Shares of mobility-technology company BlackBerry Limited (BB 2.22%) rallied 11.7% in May, according to data provided by S&P Global Market Intelligence. A revival of interest in so-called "meme stocks" spurred buying that wasn't backed up by any new bullish developments for the company.
Although the bulk of meme stock mania thus far has put the spotlight on AMC Entertainment Holdings -- and to a lesser degree, Bed Bath & Beyond -- BlackBerry has been swept up in the same movement. Shares quadrupled in value during the latter half of this past January after small retail traders organized themselves in an effort to spark short squeezes from certain stocks that had been heavily shorted by hedge funds.
Short-selling is the practice of selling a stock that isn't yet owned, with the intent of buying it later at (hopefully) a lower price to close out the trade. A short squeeze is panic-based buying of shorted shares to prevent any further losses once these stocks start logging sizable gains. Traders only need to start such a rally; short-sellers' capitulatory buying will accelerate it.
Given their technical nature, short squeezes are of course usually short-lived rallies that often end with similarly sized pullbacks. That was certainly the case with BlackBerry's January rally. By late February most of its 300% gain had been unwound. Last month's lows were in line with the stock's December prices.
The bigger institutional traders betting against BlackBerry shares have legitimate concerns.
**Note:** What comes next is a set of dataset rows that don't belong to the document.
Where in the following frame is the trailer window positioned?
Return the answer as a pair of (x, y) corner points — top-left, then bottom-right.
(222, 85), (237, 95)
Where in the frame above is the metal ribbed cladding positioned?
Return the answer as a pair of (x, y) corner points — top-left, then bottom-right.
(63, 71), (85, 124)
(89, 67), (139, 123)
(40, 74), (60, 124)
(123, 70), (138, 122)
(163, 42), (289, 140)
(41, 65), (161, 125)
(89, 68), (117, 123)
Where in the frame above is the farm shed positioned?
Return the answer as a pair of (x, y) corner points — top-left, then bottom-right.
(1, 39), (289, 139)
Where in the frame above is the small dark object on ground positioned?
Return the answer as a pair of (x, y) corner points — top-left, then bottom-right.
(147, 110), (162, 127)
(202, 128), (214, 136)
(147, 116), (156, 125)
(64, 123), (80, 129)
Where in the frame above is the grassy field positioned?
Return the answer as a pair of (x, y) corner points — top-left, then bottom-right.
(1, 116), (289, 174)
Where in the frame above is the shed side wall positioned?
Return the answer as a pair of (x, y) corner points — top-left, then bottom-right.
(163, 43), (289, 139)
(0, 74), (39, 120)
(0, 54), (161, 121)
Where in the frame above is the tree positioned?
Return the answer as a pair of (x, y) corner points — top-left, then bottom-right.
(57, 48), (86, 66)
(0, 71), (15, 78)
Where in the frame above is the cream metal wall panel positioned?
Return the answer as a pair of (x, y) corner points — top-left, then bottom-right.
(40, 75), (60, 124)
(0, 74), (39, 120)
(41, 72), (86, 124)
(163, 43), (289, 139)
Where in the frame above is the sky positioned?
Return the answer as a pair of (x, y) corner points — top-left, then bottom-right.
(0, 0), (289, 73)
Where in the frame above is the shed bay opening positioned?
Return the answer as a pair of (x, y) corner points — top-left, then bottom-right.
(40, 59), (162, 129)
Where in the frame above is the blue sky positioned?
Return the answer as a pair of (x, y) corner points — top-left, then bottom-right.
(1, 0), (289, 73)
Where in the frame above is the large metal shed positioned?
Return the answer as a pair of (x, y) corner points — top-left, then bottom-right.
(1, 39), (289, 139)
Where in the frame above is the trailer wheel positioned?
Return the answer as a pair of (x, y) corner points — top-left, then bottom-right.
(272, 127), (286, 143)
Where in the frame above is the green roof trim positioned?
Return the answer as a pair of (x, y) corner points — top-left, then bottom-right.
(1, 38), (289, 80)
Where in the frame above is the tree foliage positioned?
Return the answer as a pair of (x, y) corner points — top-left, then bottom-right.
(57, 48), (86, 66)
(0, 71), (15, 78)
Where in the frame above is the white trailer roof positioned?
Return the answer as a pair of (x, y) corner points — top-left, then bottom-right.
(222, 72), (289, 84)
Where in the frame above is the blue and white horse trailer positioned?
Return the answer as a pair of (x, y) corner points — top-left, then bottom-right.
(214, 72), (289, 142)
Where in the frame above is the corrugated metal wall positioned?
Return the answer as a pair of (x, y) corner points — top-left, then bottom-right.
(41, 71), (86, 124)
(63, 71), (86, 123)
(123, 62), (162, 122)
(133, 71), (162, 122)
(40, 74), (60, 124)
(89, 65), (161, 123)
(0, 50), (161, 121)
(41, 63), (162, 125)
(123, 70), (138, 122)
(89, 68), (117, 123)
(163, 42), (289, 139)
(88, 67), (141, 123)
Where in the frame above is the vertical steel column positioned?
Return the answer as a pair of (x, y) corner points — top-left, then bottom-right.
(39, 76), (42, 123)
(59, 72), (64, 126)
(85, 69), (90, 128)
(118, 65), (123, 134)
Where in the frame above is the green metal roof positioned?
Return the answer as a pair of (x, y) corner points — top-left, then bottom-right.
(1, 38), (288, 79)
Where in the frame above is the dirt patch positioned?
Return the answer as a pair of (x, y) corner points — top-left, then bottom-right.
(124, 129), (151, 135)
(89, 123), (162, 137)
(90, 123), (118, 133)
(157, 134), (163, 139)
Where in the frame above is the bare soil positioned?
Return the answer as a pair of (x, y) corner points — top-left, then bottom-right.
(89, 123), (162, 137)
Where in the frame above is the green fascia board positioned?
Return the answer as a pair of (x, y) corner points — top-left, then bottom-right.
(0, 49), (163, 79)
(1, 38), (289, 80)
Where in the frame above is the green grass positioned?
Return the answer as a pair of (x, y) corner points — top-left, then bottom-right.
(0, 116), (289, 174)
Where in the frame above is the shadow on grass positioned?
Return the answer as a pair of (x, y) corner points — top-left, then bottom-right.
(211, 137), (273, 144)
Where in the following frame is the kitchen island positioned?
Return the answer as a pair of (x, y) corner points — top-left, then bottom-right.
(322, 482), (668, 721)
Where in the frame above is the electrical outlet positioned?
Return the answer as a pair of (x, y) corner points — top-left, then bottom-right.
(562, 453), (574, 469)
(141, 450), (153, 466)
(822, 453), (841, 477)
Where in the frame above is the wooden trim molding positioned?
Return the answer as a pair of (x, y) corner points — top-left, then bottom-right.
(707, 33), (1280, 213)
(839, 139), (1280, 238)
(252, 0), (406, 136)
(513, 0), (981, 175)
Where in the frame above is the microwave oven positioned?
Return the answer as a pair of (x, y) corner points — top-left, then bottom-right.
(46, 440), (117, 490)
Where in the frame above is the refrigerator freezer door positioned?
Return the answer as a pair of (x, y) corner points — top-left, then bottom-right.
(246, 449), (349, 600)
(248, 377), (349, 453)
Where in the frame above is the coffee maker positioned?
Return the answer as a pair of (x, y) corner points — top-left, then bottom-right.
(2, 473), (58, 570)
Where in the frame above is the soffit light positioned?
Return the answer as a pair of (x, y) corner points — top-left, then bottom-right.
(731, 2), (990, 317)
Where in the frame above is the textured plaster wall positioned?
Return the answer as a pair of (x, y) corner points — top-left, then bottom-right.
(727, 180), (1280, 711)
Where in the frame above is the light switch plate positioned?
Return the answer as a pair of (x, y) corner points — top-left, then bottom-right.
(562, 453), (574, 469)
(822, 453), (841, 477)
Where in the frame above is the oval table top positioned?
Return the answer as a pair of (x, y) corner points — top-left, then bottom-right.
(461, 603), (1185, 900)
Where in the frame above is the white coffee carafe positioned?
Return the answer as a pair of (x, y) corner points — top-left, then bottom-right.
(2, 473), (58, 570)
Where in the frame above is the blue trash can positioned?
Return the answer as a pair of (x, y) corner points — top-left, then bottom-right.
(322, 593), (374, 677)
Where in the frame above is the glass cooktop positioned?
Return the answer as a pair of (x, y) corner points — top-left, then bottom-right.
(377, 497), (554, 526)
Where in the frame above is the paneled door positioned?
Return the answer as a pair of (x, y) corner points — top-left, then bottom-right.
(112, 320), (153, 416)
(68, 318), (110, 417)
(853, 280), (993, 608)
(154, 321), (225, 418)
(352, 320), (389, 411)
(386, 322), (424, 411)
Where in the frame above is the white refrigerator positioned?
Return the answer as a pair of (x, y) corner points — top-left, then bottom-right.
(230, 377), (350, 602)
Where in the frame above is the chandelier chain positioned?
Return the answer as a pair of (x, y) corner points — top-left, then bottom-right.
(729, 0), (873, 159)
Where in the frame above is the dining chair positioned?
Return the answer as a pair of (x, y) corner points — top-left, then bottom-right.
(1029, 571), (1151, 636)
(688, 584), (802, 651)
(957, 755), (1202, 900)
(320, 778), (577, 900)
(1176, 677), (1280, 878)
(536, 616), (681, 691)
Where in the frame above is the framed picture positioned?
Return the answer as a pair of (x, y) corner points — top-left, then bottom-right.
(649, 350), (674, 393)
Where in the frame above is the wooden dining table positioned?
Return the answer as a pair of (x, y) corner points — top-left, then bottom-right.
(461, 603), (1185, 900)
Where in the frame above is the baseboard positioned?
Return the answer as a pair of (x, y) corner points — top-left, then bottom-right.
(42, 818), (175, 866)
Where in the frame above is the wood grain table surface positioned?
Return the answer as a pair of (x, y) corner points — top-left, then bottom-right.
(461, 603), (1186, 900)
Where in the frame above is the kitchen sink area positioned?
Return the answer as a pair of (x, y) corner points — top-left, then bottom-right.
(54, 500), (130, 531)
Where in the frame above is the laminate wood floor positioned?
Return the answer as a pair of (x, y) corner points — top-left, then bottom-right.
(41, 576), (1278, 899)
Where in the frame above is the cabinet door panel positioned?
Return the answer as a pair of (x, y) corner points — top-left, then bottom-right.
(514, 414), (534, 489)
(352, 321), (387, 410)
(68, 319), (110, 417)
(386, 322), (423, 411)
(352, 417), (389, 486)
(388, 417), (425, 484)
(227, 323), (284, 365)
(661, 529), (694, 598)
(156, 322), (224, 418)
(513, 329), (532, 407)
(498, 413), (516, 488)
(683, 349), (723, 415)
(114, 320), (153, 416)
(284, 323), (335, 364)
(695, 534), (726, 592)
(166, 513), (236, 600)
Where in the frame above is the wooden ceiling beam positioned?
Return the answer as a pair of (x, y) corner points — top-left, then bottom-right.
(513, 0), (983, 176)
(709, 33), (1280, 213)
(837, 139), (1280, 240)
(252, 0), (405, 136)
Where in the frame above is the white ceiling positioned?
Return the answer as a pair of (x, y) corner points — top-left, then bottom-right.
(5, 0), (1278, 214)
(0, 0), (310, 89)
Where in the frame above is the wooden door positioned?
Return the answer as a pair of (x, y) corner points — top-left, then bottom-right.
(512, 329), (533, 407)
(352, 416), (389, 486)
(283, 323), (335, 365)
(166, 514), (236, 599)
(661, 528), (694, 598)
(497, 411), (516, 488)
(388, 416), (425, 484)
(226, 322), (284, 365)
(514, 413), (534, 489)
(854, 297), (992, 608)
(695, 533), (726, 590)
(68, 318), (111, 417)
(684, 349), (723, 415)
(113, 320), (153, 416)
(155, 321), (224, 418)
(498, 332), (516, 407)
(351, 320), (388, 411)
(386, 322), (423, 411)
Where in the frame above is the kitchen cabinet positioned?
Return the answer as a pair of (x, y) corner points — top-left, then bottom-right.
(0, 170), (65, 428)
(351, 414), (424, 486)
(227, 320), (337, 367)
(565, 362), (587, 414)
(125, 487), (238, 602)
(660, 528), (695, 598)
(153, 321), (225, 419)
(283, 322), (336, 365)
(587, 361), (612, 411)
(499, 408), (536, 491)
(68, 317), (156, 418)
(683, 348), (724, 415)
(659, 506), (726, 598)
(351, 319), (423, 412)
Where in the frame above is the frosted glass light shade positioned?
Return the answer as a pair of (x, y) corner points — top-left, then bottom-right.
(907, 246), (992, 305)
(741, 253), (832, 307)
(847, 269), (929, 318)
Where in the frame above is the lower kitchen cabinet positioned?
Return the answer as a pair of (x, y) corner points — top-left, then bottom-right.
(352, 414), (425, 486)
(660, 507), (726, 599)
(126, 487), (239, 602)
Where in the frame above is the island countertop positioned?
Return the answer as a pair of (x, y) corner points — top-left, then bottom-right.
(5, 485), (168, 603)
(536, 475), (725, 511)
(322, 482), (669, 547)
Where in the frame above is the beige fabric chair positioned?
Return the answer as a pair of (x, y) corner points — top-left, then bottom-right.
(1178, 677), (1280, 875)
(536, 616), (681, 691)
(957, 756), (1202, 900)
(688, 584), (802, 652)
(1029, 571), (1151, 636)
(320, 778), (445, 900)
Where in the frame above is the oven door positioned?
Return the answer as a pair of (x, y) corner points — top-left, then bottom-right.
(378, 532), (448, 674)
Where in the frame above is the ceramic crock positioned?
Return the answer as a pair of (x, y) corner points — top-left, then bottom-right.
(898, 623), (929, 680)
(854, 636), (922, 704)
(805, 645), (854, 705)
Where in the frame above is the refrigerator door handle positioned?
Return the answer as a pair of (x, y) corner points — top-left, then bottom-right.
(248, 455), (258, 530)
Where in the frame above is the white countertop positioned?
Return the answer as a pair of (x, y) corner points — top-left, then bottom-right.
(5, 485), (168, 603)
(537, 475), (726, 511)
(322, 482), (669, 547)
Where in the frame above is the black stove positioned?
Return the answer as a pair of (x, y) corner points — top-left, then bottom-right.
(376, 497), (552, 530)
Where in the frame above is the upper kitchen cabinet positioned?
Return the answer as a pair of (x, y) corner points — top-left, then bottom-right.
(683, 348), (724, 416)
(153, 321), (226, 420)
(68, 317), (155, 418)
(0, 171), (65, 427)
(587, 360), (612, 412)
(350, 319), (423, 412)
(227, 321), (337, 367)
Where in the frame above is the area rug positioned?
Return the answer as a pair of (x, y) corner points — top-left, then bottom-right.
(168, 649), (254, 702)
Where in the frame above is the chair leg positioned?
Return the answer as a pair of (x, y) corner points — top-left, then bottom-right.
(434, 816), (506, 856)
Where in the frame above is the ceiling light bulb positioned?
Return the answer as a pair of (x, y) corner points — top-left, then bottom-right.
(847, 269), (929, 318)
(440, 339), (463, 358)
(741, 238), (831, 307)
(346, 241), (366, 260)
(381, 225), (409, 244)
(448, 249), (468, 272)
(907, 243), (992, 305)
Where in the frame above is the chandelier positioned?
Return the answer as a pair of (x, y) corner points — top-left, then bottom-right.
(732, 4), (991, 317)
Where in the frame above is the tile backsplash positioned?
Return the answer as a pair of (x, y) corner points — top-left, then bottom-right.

This fiscal year's expected revenue growth of 15% is mostly a reclamation of last year's top-line contraction of 10%, and this year's projected bottom line of $0.06 per share is still only a third of the company's pre-pandemic full-year per-share profit of $0.18. Although the company has been out of the smartphone business since 2017 to better focus on mobility software and IP licensing, revenue as well as earnings were stagnating at unprofitable levels even before the pandemic took hold. Despite the lowered bar, last quarter's top line still fell short of expectations, serving as a microcosm for the new and not-so-improved-yet company's results.
That's not to suggest BlackBerry is beyond salvaging. Interest in its QNX connected automobile technology is growing, with Volvo being the last manufacturer to select the platform for certain vehicles. IBM is now promoting BlackBerry's Spark mobility security solution in Canada.
Until revenue from these developments -- rather than planned short squeezes -- starts to consistently push shares higher though, this isn't a name investors can count on.